6 livros para mudar a sua vida

 

O blogueiro Rafael Teodoro, da Revista Bula, publicou uma lista de 10 livros que podem mudar a sua vida. Claro que é a opinião pessoal dele, pois cada livro que lemos nos toca conforme o conjunto de referências culturais e experiências vitais que trazemos na bagagem. Listamos abaixo seis das suas sugestões.

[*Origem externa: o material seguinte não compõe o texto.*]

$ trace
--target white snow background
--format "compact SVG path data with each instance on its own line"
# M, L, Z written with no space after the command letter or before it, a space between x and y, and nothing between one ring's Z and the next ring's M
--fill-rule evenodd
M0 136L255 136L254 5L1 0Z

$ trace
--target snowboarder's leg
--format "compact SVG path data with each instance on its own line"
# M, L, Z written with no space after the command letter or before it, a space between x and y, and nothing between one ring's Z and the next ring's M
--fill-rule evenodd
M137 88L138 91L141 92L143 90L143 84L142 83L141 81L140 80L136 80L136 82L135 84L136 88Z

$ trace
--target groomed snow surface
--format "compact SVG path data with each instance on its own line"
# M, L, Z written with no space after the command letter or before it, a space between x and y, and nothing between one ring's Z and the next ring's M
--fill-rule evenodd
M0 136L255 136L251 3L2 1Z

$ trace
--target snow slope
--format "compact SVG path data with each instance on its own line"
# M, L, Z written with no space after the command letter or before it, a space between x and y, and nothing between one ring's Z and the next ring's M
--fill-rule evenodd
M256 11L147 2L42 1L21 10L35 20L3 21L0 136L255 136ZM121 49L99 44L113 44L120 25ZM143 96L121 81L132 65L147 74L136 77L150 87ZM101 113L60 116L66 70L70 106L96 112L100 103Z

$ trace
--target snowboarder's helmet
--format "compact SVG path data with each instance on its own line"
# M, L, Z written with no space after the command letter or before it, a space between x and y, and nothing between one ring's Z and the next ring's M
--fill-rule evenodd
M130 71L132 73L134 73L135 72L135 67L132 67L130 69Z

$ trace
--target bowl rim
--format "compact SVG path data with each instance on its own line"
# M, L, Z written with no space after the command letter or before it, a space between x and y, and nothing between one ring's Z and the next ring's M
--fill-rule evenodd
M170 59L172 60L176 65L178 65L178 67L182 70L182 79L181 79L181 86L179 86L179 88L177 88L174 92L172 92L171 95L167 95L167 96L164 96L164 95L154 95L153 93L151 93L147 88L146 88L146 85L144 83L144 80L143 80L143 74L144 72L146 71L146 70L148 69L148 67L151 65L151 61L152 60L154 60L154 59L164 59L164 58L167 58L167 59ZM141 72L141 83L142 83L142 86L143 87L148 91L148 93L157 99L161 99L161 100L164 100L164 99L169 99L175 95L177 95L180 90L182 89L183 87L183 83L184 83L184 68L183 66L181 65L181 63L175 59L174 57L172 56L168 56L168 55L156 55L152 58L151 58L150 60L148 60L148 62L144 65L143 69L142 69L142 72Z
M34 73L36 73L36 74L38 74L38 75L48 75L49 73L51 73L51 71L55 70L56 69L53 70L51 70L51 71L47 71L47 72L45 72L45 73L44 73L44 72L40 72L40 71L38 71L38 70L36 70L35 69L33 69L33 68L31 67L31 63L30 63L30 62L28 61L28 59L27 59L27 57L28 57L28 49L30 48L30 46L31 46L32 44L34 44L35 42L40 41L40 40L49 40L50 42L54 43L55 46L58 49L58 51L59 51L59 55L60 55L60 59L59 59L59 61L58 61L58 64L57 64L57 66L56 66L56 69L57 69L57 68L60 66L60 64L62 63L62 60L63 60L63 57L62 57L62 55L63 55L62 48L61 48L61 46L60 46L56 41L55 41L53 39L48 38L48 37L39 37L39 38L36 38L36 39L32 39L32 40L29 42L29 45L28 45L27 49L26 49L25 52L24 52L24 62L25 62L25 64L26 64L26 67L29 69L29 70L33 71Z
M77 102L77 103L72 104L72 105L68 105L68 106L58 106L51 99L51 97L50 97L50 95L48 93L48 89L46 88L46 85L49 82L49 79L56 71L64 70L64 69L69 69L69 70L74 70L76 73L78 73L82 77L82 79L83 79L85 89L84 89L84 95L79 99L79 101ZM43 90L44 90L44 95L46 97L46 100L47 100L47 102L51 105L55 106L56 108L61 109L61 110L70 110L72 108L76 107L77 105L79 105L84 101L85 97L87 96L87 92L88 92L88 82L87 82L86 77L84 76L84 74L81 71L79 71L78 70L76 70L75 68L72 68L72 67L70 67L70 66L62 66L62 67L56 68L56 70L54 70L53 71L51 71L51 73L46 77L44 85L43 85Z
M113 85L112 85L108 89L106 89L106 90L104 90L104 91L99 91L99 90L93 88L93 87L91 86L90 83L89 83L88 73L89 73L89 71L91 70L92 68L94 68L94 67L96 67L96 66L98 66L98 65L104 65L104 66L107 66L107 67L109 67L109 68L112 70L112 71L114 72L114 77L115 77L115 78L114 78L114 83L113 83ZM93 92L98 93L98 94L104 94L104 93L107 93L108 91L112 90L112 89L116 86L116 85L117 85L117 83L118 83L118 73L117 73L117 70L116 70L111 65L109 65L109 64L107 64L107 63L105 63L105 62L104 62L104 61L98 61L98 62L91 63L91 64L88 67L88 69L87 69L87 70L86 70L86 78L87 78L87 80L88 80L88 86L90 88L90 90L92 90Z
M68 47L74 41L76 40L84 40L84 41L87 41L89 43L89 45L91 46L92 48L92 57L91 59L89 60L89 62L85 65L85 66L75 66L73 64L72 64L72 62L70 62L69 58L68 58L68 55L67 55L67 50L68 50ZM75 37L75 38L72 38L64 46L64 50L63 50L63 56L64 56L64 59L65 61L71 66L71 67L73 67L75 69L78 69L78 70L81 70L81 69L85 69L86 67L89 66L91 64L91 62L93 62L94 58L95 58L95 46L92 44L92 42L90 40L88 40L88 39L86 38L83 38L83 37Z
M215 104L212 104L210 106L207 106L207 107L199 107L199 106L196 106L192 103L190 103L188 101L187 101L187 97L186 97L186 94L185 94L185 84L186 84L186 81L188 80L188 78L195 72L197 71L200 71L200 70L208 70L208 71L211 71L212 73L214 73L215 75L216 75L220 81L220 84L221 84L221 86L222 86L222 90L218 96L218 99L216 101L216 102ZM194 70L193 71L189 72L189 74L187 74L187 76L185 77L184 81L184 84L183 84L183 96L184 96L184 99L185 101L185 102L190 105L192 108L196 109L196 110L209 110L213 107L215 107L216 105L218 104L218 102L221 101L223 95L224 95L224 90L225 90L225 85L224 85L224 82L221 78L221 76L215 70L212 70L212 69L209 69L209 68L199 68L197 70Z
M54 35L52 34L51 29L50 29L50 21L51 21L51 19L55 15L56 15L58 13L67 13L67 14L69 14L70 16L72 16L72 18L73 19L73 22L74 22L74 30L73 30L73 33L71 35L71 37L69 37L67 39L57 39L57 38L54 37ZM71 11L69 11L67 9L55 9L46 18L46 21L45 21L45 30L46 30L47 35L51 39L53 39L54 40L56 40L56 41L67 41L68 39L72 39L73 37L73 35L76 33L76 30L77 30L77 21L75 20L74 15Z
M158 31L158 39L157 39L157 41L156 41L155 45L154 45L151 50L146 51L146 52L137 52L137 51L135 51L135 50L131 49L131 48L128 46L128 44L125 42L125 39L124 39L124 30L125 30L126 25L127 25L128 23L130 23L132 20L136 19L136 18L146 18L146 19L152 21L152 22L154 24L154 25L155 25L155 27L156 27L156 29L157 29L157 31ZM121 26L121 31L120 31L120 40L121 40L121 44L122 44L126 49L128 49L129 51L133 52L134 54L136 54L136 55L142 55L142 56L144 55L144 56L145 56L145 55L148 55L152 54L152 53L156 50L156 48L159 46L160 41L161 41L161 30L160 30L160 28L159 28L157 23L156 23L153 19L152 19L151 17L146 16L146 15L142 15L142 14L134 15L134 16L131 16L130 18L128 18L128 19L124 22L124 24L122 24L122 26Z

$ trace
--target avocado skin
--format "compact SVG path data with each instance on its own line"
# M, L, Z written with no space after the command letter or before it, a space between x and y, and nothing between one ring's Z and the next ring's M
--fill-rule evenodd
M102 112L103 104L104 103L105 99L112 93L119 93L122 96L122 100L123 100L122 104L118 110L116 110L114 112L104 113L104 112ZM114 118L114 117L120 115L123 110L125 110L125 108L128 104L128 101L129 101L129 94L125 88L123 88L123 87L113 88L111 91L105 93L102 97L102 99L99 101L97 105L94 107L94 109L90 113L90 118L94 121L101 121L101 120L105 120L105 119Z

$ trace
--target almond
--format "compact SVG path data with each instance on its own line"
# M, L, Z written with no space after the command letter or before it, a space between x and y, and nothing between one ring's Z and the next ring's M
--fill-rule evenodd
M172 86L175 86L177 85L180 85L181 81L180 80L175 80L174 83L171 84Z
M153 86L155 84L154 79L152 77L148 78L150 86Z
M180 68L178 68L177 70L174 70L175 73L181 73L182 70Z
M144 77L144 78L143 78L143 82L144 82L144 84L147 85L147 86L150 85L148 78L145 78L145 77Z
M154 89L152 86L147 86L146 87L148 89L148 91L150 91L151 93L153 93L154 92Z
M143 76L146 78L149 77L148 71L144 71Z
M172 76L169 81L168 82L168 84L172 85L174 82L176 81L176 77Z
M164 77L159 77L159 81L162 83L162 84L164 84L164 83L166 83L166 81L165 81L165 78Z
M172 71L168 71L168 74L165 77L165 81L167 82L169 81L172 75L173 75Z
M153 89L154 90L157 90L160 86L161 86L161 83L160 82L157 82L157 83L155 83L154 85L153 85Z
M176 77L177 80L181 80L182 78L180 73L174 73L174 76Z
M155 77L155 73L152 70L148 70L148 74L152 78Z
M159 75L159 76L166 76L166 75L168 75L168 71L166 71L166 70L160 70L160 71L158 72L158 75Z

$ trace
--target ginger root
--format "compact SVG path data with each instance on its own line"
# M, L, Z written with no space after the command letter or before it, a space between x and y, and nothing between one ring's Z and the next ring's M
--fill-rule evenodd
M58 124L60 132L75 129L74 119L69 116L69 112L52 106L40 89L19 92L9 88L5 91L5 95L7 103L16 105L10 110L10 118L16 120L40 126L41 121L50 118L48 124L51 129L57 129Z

“As obras selecionadas refletem invariavelmente a minha personalidade. São títulos que revelam a influência do meu particular conjunto de referências culturais e experiências vitais, como os muitos e muitos anos nos quais recebi educação formal de música em conservatório, o estudo intenso da Filosofia na adolescência, ou ainda em minhas passagens pela Alemanha ou como morador da Amazônia”, diz Rafael.

Fica o convite: dê uma chance a esses livros. Deixei-os mudar a sua vida também!

A Condição Humana, de Hannah Arendt

No seu livro mais famoso, “Origens do Totalitarismo”, Hannah Arendt buscou contextualizar historicamente o que chamou de “tentativa totalitária da conquista global e do domínio total” no século XX. Sua análise atravessa conceitos como antissemitismo, imperialismo e totalitarismo, para concluir que a dignidade humana só pode ser garantida por meio de novos princípios políticos — aquilo que designou de “um novo começo”.

Para a exposição dos fundamentos filosóficos desse “novo começo”, Arendt escreveu “A Condição Humana”. Nesse livro, a pensadora alemã defende o conceito de “vita activa”, entrelaçando o que considera as três atividades humanas fundamentais (labor, trabalho e ação) com as condições mais gerais da existência humana (o nascimento e a morte). Discerne com notável lucidez os conceitos de esfera pública e esfera privada. Traz a consciência de que a ação no espaço público traz implicações e responsabilidades distintas daquelas empreendidas no espaço privado e é fundamental para o desenvolvimento de uma nova visão da política e da vida como bem da humanidade.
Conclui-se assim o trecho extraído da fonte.